I've been too lax on some things, like cussing, and there's been a gradual slide towards chaos and disrespect as we've gone on. Also, I've been too intellectual and reading-focused, but we need to be doing more healing exercises that will help the girls confront their issues and heal. Not everyone learns from reading like I do. We really need practical application, and less reading.

So, lessons learned, curriculum being totally revamped from the ground up, and I'm doing research on the side to learn how to be a better peer support facilitator.

Last night, we did roleplay and confronted our abusers. E came into the class to help me explain some of the changes that will be going down, and she led this exercise.

There were many, many tears, and a few of the girls didn't feel like they were ready, but I don't blame them. It was tough. E took the role of abuser, and she goaded us on with aggravating questions and statements like, "Why did you tell? I thought you liked it? You acted like you did. You know you wanted it. Why else would you have let me do it?" etc.

It was my turn, and my emotions were definitely running high after seeing the other girls go through it... G's face kept floating to the surface of my mind, and memories... gracious, the memories...

I got so angry. I don't even remember what "he" said, but I basically screamed at him, asking what was wrong with him, etc. The girls on my side of the table fled to the other side, and they all hunkered like they were in a foxhole. It didn't matter, because I wasn't supposed to look at anyone but E. She asked, I answered, and oh, I cried.

I trusted him, you know. He was supposed to take care of us, the only dad I'd ever known... I suppose I was hoping he'd be like Grampa. But please, nothing like G1! No, he wasn't that sadistic, I suppose... he never put me in a hot oven, or stuffed wadded up socks into my mouth, or tried to force me to drink his piss, or laughed while he held me in a bathtub of water filled with floating ice cubes... but he threw shoes at me. He starved me. He beat me. He humped me. He touched my sacred, private parts, and he touched me with his filthy, naked penis. He spilled his semen on the blanket next to me, and I had to sleep in it. He gave me Nyquil to knock me out, and heaven only knows what happened after that. He took my underwear off and molested me in the same bed as my sister, as my siblings... more than once.

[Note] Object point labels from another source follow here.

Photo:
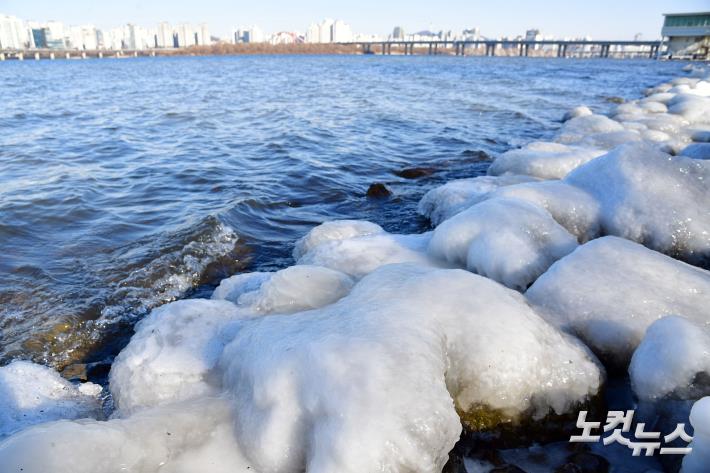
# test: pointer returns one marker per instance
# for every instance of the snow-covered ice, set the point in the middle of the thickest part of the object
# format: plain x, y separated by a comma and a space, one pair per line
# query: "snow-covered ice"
542, 159
375, 381
698, 459
456, 196
610, 290
674, 351
508, 240
650, 197
32, 394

He did things that I can't even remember, that I don't want to remember, that I won't let myself remember.

And still, I wanted him to be my daddy. Still.

How was I to know what a father is truly like?

Hell, I still don't know what a father is truly like.

So I confronted him last night.

I told him that I hope he gets Bubba for a roommate, and that I hope Bubba likes him just as much as he liked me. I hope he gets the same treatment, and worse. I hope that he gets popsicled like Dahmer, and I hope that he survives so they can do it again. I told him that I would say he doesn't deserve to live, but he doesn't deserve to die, either. He deserves a long, slow torture so that he can know what my life has been like since he gouged holes through my very soul and filled them with decaying garbage.

She asked if I forgave him, and I quickly replied, "Hell, no!"

Do I forgive myself? Softer, this time... "Hell, no."

Why? Because I trusted him. I feel responsible for my family, and I let the abuser infiltrate us for how many years without saying a word? It's not my fault, but I still feel responsible.

And the last, the very last thing I said to him was this:

"You can't ruin my life. You don't have that power."

I also wanted to add, "F--- you."
I abstained for the sake of the girls, though.

But it's true. He doesn't have that power. He's too weak, he's always been too weak. He can't control me, and I won't give him that. He deserves nothing, least of all my submission. If I fall to ruins, he's won, you see. It is only by releasing him that I can truly have my vengeance.

As I said my last statement, I couldn't help but smile a little through my tears and rage, because I know it to be true.

He has no power over me.

He hurt me, but I have survived, and will continue to survive. He loses. :)

Seriously, though, I wish I could bottle this rage and primordial fury. I'd sell it as an energy drink. It really charges you up.